11. Vegetable Soup: Vegetable soup is the perfect addition to a meal on a cold day. It’s often more affordable than fresh or frozen.
12. Vegetable Casseroles: Casseroles are a great way to add flavor, texture and convenience to a meal. You can often get a variety pack that includes a variety of different casseroles.
13. Vegetable Pasta: Vegetable pasta is another great way to add flavor and texture to a meal.

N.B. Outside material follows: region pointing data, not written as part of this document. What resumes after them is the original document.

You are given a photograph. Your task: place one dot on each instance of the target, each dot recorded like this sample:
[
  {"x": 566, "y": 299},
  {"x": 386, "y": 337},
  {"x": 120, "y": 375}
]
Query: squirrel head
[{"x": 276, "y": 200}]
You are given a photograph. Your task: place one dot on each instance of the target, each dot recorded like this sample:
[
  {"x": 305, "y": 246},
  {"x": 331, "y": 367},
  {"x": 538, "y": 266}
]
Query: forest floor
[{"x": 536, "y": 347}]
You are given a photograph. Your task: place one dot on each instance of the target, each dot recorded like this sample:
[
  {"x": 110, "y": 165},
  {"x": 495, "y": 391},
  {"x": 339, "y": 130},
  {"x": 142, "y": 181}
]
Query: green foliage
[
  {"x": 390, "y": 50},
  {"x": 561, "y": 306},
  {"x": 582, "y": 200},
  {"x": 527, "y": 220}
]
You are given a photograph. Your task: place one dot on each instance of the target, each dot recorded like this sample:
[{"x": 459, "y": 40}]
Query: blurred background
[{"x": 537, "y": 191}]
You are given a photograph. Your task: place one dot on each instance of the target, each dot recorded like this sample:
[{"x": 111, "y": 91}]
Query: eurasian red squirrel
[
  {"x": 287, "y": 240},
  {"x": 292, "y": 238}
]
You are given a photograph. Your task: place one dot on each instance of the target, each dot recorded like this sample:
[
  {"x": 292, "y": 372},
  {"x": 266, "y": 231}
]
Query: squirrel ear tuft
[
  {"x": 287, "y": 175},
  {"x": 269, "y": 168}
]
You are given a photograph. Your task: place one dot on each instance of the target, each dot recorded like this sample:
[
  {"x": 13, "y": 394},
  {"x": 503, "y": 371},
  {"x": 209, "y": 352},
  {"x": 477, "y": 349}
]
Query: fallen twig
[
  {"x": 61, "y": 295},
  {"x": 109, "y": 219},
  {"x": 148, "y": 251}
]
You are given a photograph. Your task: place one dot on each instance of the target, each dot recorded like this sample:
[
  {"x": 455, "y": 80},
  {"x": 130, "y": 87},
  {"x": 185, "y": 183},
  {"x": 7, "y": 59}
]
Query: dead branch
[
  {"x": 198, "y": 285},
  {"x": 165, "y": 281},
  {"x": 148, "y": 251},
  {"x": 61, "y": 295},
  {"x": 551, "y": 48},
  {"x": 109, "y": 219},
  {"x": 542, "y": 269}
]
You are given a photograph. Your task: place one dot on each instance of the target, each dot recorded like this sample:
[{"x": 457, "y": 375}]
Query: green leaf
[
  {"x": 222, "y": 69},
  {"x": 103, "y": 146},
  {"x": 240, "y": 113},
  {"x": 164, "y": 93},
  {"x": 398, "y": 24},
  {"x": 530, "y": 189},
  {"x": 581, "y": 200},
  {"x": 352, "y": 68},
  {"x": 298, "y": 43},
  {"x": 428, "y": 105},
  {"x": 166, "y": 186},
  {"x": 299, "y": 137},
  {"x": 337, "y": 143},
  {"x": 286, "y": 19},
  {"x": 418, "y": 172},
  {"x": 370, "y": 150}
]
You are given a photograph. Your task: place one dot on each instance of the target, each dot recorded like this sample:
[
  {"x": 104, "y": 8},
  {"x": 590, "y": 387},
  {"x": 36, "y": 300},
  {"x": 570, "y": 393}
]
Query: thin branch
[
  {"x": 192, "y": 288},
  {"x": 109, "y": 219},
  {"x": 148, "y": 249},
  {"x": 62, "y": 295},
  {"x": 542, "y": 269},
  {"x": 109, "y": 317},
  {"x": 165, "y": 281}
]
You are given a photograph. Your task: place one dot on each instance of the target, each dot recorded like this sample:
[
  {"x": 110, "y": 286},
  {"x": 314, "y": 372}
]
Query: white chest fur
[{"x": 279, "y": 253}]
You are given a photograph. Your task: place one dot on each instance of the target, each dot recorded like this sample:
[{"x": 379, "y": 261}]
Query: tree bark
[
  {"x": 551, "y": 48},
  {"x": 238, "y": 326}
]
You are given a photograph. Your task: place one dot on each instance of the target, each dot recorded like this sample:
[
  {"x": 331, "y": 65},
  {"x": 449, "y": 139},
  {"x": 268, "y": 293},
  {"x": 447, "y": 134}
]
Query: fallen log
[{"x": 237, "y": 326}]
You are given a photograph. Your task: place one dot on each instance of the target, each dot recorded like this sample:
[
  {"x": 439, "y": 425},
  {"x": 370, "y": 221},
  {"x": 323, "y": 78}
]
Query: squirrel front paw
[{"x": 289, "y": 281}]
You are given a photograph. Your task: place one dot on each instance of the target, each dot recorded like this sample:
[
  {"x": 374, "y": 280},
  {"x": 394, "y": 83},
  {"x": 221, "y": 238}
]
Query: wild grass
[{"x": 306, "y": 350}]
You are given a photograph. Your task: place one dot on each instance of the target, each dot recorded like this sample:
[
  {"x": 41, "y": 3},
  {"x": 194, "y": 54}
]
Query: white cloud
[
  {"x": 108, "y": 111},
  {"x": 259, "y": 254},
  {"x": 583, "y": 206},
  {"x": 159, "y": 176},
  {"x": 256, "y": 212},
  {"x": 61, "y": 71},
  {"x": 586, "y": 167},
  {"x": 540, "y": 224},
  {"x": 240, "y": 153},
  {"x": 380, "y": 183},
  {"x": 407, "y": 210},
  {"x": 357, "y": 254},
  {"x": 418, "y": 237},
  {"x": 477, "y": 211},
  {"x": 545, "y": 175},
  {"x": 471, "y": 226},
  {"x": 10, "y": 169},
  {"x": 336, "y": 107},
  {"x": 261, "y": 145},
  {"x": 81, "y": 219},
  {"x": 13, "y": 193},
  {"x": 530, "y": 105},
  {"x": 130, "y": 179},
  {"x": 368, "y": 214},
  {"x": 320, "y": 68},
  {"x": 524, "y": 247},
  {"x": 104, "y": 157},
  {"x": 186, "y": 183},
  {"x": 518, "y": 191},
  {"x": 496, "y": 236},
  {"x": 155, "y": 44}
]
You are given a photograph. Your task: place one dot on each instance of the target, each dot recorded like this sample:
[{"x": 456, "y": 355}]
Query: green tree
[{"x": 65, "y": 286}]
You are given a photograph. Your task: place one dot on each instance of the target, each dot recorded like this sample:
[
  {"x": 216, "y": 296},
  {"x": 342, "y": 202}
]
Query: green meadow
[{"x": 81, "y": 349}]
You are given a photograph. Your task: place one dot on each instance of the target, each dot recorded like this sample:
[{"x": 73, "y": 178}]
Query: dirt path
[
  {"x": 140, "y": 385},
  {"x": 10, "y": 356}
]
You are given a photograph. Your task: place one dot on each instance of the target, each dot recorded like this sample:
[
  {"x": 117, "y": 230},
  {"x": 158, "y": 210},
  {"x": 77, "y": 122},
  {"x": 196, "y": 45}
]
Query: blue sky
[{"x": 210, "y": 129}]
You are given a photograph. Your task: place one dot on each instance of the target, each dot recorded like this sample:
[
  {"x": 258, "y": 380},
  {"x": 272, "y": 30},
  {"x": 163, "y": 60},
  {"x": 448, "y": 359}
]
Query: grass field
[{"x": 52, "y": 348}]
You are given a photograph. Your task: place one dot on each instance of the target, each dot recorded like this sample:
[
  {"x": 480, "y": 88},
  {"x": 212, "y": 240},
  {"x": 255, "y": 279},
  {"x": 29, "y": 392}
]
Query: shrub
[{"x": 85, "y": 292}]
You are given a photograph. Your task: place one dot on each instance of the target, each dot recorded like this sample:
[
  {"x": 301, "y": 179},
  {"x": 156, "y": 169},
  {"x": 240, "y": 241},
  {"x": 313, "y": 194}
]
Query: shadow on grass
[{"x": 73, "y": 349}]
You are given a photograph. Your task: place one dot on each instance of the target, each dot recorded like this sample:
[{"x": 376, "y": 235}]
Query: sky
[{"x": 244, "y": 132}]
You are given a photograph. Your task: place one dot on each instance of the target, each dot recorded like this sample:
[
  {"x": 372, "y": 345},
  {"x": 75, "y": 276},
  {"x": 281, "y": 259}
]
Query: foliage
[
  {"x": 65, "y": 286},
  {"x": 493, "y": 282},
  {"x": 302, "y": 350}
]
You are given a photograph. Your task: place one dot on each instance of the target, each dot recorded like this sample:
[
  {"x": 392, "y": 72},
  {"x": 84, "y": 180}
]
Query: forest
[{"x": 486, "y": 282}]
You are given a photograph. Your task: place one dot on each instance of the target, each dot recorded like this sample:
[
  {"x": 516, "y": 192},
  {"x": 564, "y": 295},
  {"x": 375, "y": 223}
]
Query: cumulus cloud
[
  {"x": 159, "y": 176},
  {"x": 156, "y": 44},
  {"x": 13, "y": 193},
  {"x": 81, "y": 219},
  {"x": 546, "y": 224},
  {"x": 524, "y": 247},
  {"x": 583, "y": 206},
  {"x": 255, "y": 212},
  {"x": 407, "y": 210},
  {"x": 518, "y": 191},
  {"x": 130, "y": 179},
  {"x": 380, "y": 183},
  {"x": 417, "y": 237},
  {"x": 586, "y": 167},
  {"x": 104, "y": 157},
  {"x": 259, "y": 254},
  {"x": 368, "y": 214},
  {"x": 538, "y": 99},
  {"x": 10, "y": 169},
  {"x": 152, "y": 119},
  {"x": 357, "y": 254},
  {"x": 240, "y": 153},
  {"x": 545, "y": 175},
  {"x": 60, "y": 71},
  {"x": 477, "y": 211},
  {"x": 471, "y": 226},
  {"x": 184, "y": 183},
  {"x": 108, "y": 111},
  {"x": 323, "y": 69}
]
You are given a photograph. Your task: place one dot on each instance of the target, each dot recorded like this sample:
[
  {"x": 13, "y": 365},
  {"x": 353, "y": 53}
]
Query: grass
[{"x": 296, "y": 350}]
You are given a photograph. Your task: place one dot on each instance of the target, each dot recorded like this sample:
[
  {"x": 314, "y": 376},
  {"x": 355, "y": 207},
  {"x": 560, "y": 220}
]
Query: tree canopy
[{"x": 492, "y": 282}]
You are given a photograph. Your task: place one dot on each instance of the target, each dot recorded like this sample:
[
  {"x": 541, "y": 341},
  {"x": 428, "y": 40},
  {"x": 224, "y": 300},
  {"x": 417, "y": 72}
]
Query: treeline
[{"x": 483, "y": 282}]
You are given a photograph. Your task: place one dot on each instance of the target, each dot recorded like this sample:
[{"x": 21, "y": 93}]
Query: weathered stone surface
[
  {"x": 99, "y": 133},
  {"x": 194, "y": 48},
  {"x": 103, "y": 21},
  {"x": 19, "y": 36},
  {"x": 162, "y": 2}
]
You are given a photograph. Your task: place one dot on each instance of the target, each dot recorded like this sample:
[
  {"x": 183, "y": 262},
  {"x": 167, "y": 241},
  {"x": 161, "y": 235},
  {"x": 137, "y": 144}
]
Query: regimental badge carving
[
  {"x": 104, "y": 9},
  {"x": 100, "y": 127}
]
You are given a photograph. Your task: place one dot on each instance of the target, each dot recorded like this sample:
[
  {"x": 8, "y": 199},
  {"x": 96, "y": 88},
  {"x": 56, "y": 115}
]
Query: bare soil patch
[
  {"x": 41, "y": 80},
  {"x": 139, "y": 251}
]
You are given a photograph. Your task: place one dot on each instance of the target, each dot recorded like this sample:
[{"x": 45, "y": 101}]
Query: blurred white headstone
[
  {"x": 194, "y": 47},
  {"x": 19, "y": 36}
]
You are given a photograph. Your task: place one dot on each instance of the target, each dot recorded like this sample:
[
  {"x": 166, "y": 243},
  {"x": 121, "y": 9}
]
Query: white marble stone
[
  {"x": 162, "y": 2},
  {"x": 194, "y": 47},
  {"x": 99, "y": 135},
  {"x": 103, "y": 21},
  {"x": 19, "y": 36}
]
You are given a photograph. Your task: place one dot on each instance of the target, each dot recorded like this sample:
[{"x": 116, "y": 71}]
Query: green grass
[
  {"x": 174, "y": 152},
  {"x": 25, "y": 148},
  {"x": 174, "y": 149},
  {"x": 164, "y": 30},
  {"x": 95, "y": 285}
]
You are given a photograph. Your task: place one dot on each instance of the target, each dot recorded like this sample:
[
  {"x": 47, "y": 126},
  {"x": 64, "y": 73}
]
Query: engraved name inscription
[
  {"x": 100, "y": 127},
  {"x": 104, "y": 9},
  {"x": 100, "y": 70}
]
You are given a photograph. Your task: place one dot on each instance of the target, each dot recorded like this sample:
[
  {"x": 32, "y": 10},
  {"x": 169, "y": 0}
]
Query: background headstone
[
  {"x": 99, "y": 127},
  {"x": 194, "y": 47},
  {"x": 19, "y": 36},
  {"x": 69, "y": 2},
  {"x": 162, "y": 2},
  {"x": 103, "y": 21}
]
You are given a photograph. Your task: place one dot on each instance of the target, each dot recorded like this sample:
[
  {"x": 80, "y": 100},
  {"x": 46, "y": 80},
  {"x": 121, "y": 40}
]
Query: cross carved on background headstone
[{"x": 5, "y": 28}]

You can get it dried or frozen.
14. Vegetable Rice: Vegetable rice is a great way to add flavor and texture to a meal. It’s often more affordable than fresh or frozen.
15. Vegetable Chips: You can get vegetable chips in a variety of flavors
What else you should know about fresh prepared side dishes
1. What are some popular fresh prepared side dishes?
Some popular fresh prepared side dishes include roasted vegetables, quinoa salad, and roasted potatoes.
2. How do you make a fresh prepared side dish?
There are many ways to make a fresh prepared side dish. Some popular methods include roasting, sauteing, grilling, and baking.
3. What are some tips for making fresh prepared side dishes?
Some tips for making fresh prepared side dishes are to use quality ingredients, cook the food properly, and season the food to taste.
4. What are some common mistakes people make when making fresh prepared side dishes?
Some common mistakes people make when making fresh prepared side dishes are not properly cooking the food, not using fresh ingredients, and not following directions.
5. How can you make a fresh prepared side dish more healthy?
You could make a fresh prepared side dish more healthy by adding less salt, using leaner meats, and avoiding high-fat ingredients.
Conclusion
On the market, there are numerous best fresh prepared side dishes. Hopefully, the list of the top ten best fresh prepared side dishes will save you time researching and deciding on the best one for you.